As awards season approaches, more films are beginning their campaigns in hopes of an Oscar. Meanwhile, the debate over whether streaming services’ films should be considered for these prestigious awards has also popped back up in full force.
Netflix is at the forefront of this debate and has been taking most of the heat. Last year when “Roma” was released, many spoke out against Netflix’s distribution style. They argued that unless it was willing to do a wide-release, the film should be considered only for television awards. One such outspoken critic was Steven Spielberg, who in the past has even stated that all films from streaming services should be regarded as television. The criticisms didn’t do much damage though, as “Roma” took home three Oscars — including Best Director for Alfonso Cuarón.
Recently, Netflix released its schedule of future film releases for the rest of 2019, and it would seem that they have thrown a bone to those critics who see them as destroying the magic of going to the movies. When “Roma” was released, it was only put out on limited release for a couple of weeks. This year it seems films like “The Irishman” and “Marriage Story” will be put into theaters for a little under a month before they are put onto the streaming site for home viewing. It is still unclear if this change will satisfy the big movie theater chains’ demands, as they initially would not show Netflix’s films due to the release window being too limited for their standards.
This change in release format shows that maybe Netflix has felt the heat and is taking a cue from film fans and critics alike. Netflix may be slowly shifting toward even longer releases, like Amazon Studios has done, putting out more extensive releases that stay in theaters for a couple of months before the film is even put up on Amazon Prime. With Netflix already facing some issues with competition from other streaming sites, like Disney Plus, it might be wise for it to start falling into a more typical film distribution style and branching out into multiple outlets rather than being just a streaming site. When Amazon began to produce and distribute films, it knew to take a hint from the film world. It established itself as a distributor by allowing more significant releases in theaters and presenting as a different entity under Amazon Studios, which has gotten them more credit and much less heat than Netflix, which only presents as a streaming service.
If this new trend continues in Netflix’s film distribution, people may likely see the same kind of format as Amazon Studios. The only problem is the question of Netflix’s reliability. Last year its lineup was not nearly as strong with so many big and recognizable names, like Meryl Streep and Martin Scorcese. While “Roma” was a critical and commercial success, it was not as big-budget as films like “The Irishman” and “The Laundromat.” Is Netflix changing just because it has big-name actors and directors on the docket this year? Will next year be a step backward or forward?
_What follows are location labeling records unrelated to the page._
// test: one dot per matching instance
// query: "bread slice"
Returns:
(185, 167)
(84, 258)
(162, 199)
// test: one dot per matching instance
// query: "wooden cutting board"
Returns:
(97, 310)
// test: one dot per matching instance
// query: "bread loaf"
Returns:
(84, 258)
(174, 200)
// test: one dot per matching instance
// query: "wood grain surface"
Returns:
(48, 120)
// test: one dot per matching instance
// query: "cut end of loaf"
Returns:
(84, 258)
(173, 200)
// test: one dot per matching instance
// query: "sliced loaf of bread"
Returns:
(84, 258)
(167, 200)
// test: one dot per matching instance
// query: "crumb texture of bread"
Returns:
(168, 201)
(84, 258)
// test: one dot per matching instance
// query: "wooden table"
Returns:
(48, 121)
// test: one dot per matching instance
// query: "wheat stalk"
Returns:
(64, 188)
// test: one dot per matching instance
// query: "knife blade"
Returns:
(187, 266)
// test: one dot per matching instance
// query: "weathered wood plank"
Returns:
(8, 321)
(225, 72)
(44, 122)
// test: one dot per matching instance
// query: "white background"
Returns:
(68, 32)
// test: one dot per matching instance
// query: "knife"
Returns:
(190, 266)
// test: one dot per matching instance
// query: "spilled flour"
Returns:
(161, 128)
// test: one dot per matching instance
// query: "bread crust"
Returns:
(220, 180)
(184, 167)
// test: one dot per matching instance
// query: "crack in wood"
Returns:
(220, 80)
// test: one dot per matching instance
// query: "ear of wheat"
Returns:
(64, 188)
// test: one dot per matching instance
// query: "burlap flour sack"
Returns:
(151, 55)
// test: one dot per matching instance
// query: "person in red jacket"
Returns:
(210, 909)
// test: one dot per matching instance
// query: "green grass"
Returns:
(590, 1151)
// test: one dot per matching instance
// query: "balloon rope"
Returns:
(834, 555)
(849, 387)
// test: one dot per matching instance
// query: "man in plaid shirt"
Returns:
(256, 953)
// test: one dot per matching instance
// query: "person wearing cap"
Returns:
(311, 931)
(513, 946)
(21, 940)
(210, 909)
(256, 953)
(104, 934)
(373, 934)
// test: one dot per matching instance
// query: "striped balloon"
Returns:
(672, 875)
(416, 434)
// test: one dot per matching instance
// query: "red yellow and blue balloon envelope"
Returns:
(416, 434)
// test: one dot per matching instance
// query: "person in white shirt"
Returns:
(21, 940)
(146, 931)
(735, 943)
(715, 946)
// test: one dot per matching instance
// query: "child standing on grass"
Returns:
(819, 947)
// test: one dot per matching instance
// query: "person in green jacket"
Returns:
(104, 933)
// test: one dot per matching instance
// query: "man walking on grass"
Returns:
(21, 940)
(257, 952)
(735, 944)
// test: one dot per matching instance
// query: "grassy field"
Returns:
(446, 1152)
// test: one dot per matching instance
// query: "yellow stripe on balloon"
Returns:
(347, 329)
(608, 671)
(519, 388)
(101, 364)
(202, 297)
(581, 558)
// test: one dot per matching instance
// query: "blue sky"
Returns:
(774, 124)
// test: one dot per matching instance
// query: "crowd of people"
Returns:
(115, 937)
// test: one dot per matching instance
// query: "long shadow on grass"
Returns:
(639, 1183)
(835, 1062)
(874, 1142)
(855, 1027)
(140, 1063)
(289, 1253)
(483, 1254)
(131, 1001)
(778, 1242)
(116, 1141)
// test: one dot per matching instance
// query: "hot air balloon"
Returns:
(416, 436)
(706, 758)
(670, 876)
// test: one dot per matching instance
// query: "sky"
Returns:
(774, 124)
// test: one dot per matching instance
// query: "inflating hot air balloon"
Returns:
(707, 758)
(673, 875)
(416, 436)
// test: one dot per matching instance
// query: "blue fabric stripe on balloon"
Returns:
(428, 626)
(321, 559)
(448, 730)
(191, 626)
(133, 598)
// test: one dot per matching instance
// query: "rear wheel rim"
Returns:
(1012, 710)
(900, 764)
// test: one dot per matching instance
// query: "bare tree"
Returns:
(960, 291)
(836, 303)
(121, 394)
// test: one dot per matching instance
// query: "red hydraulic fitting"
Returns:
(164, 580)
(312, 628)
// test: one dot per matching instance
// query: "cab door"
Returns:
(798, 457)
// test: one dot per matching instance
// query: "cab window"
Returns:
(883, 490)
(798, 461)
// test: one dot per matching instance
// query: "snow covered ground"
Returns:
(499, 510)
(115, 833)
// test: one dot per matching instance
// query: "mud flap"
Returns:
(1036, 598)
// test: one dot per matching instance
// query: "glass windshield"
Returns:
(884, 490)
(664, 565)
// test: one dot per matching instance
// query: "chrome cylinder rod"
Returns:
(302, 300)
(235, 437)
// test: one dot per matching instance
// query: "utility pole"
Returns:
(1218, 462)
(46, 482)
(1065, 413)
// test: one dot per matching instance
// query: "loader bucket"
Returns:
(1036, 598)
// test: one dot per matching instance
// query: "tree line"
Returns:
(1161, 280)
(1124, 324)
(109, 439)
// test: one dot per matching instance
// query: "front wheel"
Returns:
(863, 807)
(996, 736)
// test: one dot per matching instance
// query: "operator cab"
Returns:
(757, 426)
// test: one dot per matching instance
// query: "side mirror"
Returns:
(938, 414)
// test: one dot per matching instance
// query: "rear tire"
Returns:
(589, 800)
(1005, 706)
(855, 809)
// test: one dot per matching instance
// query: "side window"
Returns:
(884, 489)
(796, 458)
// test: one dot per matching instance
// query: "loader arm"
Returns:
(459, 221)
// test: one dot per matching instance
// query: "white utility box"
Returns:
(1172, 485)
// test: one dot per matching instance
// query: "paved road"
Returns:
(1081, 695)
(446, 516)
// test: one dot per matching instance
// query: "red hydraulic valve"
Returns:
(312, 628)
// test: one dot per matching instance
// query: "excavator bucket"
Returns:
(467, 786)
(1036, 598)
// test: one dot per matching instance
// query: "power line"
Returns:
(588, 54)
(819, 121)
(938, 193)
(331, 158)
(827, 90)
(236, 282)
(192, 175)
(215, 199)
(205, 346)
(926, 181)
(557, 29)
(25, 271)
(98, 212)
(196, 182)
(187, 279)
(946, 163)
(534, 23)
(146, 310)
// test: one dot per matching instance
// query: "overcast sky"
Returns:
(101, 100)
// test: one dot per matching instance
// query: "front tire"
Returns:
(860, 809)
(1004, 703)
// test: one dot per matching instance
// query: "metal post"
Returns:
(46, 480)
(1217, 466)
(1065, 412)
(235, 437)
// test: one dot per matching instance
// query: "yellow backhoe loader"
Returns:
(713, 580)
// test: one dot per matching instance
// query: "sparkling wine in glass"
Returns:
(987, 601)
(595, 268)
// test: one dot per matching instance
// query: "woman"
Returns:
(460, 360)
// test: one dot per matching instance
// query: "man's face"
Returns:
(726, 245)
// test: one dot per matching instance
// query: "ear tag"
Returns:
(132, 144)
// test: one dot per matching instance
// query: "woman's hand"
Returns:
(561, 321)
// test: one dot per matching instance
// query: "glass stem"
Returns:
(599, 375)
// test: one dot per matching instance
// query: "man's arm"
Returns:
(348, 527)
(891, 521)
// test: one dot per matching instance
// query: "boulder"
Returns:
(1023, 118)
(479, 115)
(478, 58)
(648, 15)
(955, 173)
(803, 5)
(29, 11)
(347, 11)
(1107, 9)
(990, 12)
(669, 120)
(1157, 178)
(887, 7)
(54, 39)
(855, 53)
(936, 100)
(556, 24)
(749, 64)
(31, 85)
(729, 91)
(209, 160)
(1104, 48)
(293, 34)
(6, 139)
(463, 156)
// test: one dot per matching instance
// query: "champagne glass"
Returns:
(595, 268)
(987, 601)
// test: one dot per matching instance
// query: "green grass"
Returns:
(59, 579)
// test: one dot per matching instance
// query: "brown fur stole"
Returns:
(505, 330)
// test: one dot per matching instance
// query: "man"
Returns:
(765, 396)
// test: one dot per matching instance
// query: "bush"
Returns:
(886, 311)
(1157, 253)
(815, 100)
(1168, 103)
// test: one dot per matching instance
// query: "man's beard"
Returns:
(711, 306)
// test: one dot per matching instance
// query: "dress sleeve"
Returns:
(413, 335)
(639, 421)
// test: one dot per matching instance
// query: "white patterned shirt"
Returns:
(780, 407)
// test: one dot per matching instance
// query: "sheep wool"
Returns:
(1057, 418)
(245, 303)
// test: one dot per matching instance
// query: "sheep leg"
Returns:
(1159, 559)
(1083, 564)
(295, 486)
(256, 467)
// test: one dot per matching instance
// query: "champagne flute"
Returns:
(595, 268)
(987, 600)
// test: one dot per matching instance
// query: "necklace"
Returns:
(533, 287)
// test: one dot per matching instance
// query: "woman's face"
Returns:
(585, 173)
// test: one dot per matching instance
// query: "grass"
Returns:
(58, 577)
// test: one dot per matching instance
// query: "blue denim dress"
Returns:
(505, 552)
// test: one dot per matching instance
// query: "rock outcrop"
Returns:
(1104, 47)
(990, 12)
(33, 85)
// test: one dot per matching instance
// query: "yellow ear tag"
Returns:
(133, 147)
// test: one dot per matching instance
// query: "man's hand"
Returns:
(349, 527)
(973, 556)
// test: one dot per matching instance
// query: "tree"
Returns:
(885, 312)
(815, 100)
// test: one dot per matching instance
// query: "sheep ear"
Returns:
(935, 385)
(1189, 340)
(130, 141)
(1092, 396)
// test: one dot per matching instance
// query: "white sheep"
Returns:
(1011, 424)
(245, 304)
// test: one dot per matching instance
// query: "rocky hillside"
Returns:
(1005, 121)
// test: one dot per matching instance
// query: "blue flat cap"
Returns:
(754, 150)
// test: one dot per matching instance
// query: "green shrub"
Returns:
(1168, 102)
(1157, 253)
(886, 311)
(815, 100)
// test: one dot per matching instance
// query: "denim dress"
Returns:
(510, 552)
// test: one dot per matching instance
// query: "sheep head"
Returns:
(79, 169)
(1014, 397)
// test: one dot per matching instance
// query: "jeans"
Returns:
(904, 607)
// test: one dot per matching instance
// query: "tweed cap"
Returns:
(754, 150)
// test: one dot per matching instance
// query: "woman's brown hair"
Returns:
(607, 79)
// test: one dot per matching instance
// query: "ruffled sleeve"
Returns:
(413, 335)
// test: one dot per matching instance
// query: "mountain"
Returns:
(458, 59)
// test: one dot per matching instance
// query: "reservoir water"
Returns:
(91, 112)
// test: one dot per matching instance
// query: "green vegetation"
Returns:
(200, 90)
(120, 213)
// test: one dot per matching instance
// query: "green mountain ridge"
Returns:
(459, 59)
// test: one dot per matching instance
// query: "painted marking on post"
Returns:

Netflix has always changed with the times; that is what has made it such a successful company. In the days of rental movies, it outlasted Blockbuster and became the top dog by shifting to a digital video ordering format. In the days of streaming, it became a pioneer and was the first to start creating big-budget original content. As 2020 approaches, Netflix has begun to stagnate in growth and looks to be at a crossroads now. With so much competition, it is time for Netflix to choose how they want to be seen: as a streaming site, or as a multifaceted entertainment company that produces and distributes original content. If Netflix wants to stay afloat in the new market, it looks like this might be the move, and if their new lineup is any indication, it seems as if it is heading that way.